Discrete Fourier Series and discrete Fourier transforms. Digital filter representation by matrixes and signal flow graphs, basic network structures, and design of infinite impulse (IIR) and finite impulse response (FIR) filters. Computer-aided design of IIR and FIR filters, computation of Fast Fourier Transform and Chirp Z Transform, and effect of finite register length in digital signal processing.

Computer network data protocols modulation methods, traffic and signaling.

Digital data communications, protocols, and coding. Digital data transmission, time-division and frequency-division multiplexing. Detection of digital signals in noise.

Verilog hardware description language and its applications to digital hardware system design.

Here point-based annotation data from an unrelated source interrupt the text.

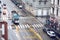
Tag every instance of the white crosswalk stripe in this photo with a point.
(24, 26)
(21, 26)
(37, 25)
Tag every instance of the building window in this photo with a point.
(53, 10)
(45, 1)
(33, 0)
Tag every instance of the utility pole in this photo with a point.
(4, 30)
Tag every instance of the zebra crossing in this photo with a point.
(22, 26)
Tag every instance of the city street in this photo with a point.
(26, 22)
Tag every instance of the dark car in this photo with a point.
(49, 32)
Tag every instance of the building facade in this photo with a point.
(38, 7)
(55, 9)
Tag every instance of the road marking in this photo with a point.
(25, 37)
(39, 37)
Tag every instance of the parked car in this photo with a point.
(15, 18)
(49, 32)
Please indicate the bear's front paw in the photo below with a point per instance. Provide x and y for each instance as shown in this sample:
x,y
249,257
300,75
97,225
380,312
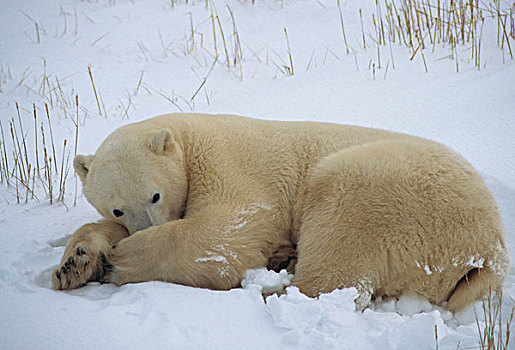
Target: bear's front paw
x,y
79,266
130,261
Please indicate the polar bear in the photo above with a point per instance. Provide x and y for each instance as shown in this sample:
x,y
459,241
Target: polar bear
x,y
199,199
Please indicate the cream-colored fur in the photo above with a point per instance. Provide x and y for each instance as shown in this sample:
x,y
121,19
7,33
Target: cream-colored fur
x,y
207,197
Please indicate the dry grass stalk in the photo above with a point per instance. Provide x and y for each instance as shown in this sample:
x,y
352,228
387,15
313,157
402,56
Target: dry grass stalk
x,y
492,334
36,139
51,137
290,68
343,28
76,144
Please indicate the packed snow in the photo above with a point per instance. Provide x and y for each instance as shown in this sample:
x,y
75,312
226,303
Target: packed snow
x,y
287,61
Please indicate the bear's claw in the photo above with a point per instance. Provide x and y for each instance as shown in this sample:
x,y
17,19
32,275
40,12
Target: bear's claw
x,y
80,267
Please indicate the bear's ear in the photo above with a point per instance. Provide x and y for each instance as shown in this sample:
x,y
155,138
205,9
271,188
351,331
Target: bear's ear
x,y
161,141
81,165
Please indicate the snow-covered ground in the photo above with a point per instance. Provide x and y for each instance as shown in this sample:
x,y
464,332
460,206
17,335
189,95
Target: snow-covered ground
x,y
150,57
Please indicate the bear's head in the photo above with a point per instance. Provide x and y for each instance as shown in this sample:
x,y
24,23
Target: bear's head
x,y
137,177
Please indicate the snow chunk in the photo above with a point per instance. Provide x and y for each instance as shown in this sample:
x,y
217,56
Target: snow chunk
x,y
269,281
410,305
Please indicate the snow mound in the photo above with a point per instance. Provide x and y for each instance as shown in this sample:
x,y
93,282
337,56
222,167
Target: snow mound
x,y
269,281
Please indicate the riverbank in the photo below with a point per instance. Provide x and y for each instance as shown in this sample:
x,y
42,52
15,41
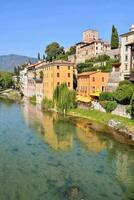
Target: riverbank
x,y
125,128
10,94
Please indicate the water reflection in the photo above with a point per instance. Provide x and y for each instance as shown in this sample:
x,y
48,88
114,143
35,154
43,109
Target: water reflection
x,y
50,157
55,130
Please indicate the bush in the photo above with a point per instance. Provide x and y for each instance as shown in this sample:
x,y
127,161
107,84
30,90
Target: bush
x,y
106,96
132,105
46,104
125,82
109,106
64,98
123,94
33,99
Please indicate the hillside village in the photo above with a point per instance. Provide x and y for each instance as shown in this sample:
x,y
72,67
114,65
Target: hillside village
x,y
94,70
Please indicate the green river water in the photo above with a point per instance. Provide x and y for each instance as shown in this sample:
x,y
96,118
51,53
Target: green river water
x,y
48,157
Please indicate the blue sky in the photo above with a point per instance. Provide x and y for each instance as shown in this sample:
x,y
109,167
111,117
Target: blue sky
x,y
27,26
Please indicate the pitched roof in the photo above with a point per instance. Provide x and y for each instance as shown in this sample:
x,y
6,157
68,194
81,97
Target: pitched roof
x,y
88,73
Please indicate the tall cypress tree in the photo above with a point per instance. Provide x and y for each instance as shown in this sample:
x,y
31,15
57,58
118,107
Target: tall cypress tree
x,y
114,38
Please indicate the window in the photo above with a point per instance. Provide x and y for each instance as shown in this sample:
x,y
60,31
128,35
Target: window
x,y
126,67
58,75
93,79
126,58
68,75
68,84
126,48
93,89
103,79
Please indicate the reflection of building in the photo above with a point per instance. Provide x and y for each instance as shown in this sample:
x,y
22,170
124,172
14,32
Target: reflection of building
x,y
90,139
90,47
127,53
45,125
124,169
90,84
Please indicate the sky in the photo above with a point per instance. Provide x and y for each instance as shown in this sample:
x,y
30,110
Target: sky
x,y
27,26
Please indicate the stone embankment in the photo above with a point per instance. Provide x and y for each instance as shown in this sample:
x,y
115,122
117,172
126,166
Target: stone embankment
x,y
118,126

Analysis and design of control systems using state variable techniques. State variable analysis, discrete and continuous. Linear vector spaces, eigenvalues, eigenevectors, controllability, and observability.

Experimentation on selected topics in Modern Control Theory.

Advanced study of electronic devices and their application to linear, non-linear, and digital circuits. Transistors, FET’s filters, oscillators, amplifiers, A/D, D/A, some integrated circuits, and VLSI’s. Software design problems emphasized.

An introduction to a hierarchical design methodology of VLSI. Study of basic logic elements and design methods in n MOS and CMOS. The Physics of MOS devices and the fabrication process. Design rules and computation of circuit parameters from layout. System level design.

Discrete data and digital control systems, signal conversions and processing, the Z transform and state variable techniques applied to digital control system. Time and frequency domain analysis techniques, stability of digital control systems, controllability, observability. Principles of design of digital control systems, including computer control.

Students may complete a regular course during semesters the course is not offered to meet prerequisite or graduation requirements with department chairperson approval. An instructor supervises the student.

Project assigned with the approval of the department chairperson and conducted under the supervision of a faculty sponsor.